In the above embodiments, all or part of the implementation may be realized by software, hardware, firmware or any other combination. When implemented in software, may be implemented in whole or in part in the form of a computer program product. The computer program product includes one or more computer instructions. When loaded and executed on a computer, cause the processes or functions described in accordance with the embodiments of the application to occur, in whole or in part. The computer may be a general purpose computer, a special purpose computer, a network of computers, or other programmable device. The computer instructions may be stored on a computer readable storage medium or transmitted from one computer readable storage medium to another, for example, from one website, computer, server, or data center to another website, computer, server, or data center via wire (e.g., coaxial cable, fiber optic, Digital Subscriber Line (DSL)) or wireless (e.g., infrared, wireless, microwave, etc.). The computer-readable storage medium can be any available medium that can be accessed by a computer or a data storage device including one or more available media integrated servers, data centers, and the like. The usable medium may be a magnetic medium (e.g., a floppy disk, a hard disk, a magnetic tape), an optical medium (e.g., a Digital Video Disk (DVD)), or a semiconductor medium (e.g., a Solid State Disk (SSD)), among others.
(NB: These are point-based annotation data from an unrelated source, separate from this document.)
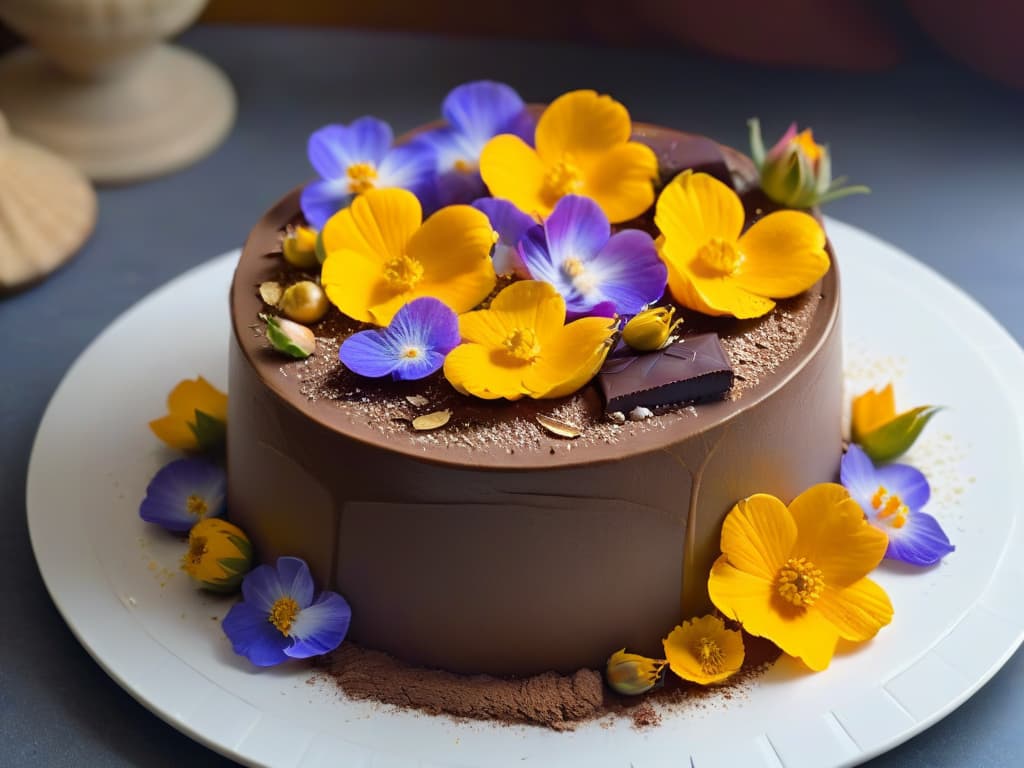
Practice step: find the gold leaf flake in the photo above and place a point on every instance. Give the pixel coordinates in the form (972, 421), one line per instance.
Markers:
(431, 421)
(560, 428)
(270, 292)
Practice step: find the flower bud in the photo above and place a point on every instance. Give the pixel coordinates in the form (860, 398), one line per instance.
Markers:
(219, 555)
(299, 247)
(650, 329)
(632, 674)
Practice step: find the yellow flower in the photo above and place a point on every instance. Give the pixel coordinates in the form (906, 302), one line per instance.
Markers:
(520, 346)
(219, 555)
(583, 147)
(798, 576)
(704, 651)
(197, 415)
(632, 674)
(715, 269)
(380, 257)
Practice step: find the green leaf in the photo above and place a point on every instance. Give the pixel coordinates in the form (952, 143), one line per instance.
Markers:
(895, 437)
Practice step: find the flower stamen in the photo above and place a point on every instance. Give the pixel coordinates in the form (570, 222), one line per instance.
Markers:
(800, 582)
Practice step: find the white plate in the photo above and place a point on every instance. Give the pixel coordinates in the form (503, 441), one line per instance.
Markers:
(116, 580)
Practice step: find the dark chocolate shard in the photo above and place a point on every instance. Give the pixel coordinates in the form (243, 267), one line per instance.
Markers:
(693, 370)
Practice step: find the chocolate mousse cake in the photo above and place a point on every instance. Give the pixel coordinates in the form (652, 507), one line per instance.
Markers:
(517, 537)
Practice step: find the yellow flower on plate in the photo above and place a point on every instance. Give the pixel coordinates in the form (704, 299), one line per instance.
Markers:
(197, 416)
(381, 255)
(520, 346)
(704, 651)
(583, 147)
(797, 576)
(714, 268)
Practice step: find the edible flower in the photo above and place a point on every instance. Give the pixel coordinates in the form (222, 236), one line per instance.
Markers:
(631, 674)
(511, 224)
(197, 417)
(715, 269)
(583, 147)
(891, 498)
(651, 329)
(704, 651)
(878, 429)
(183, 493)
(596, 272)
(475, 113)
(797, 171)
(413, 346)
(797, 576)
(521, 347)
(280, 617)
(353, 159)
(380, 257)
(219, 555)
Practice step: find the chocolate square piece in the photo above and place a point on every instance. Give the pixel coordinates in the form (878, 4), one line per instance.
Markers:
(695, 369)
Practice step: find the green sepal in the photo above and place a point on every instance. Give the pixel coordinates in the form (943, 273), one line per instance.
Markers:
(895, 437)
(280, 341)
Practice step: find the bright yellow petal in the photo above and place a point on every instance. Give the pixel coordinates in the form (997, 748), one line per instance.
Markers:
(758, 536)
(454, 248)
(569, 358)
(513, 170)
(353, 282)
(580, 123)
(475, 370)
(378, 223)
(622, 180)
(835, 536)
(783, 255)
(871, 410)
(857, 611)
(803, 633)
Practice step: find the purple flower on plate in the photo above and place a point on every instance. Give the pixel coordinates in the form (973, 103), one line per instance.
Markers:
(475, 113)
(413, 346)
(511, 224)
(358, 157)
(183, 493)
(280, 617)
(597, 272)
(891, 497)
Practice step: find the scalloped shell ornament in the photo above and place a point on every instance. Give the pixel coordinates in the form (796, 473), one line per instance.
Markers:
(47, 211)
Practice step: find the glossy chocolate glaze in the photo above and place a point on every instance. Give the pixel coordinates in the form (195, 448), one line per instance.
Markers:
(484, 557)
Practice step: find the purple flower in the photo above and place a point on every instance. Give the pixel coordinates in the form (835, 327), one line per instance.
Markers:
(891, 497)
(359, 157)
(475, 113)
(279, 619)
(414, 346)
(597, 273)
(511, 224)
(183, 493)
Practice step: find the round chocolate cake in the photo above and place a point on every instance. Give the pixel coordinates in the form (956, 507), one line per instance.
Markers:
(527, 536)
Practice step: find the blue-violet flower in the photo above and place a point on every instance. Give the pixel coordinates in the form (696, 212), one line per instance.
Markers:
(597, 272)
(183, 493)
(891, 497)
(413, 346)
(280, 617)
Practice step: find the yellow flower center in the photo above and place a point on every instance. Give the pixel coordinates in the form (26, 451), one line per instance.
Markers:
(196, 505)
(283, 613)
(360, 177)
(800, 582)
(710, 655)
(890, 506)
(402, 272)
(720, 256)
(522, 344)
(564, 177)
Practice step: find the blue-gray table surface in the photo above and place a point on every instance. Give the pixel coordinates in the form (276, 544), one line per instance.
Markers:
(942, 148)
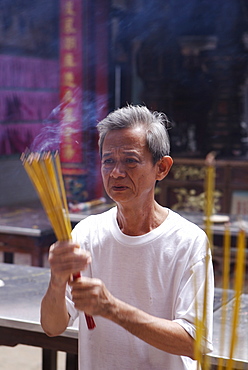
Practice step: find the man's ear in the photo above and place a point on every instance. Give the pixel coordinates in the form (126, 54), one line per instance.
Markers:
(164, 166)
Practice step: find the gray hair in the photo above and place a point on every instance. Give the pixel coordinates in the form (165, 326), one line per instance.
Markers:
(156, 125)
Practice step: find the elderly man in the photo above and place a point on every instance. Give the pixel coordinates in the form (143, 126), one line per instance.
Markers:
(143, 267)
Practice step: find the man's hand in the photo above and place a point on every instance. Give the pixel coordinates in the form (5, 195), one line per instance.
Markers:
(92, 296)
(66, 259)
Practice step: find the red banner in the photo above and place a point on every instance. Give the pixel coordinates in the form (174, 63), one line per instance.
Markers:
(71, 67)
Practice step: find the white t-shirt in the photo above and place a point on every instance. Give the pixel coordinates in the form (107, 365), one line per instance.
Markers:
(162, 273)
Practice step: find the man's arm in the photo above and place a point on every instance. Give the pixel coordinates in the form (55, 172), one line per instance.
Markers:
(54, 314)
(92, 297)
(65, 260)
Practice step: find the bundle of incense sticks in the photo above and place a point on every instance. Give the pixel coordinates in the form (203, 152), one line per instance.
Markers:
(44, 170)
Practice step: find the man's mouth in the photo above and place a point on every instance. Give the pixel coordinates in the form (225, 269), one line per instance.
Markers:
(118, 188)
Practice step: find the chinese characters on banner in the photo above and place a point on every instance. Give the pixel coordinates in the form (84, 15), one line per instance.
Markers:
(71, 67)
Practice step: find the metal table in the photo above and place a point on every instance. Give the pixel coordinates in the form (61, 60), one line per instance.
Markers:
(21, 291)
(241, 349)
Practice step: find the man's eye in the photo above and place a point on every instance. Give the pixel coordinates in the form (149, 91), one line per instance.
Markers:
(108, 161)
(131, 160)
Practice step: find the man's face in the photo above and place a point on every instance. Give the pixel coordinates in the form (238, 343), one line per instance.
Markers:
(127, 168)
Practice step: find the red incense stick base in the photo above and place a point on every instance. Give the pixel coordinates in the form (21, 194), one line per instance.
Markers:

Those of ordinary skill in the art will appreciate that the various illustrative elements and algorithm steps described in connection with the embodiments disclosed herein may be implemented as electronic hardware or combinations of computer software and electronic hardware. Whether such functionality is implemented as hardware or software depends upon the particular application and design constraints imposed on the implementation. Skilled artisans may implement the described functionality in varying ways for each particular application, but such implementation decisions should not be interpreted as causing a departure from the scope of the present application.
It is clear to those skilled in the art that, for convenience and brevity of description, the specific working processes of the above-described systems, apparatuses and units may refer to the corresponding processes in the foregoing method embodiments, and are not described herein again.
In the several embodiments provided in the present application, it should be understood that the disclosed system, apparatus and method may be implemented in other ways. For example, the above-described apparatus embodiments are merely illustrative, and for example, the division of the units is only one logical division, and other divisions may be realized in practice, for example, a plurality of units or components may be combined or integrated into another system, or some features may be omitted, or not executed. In addition, the shown or discussed mutual coupling or direct coupling or communication connection may be an indirect coupling or communication connection through some interfaces, devices or units, and may be in an electrical, mechanical or other form.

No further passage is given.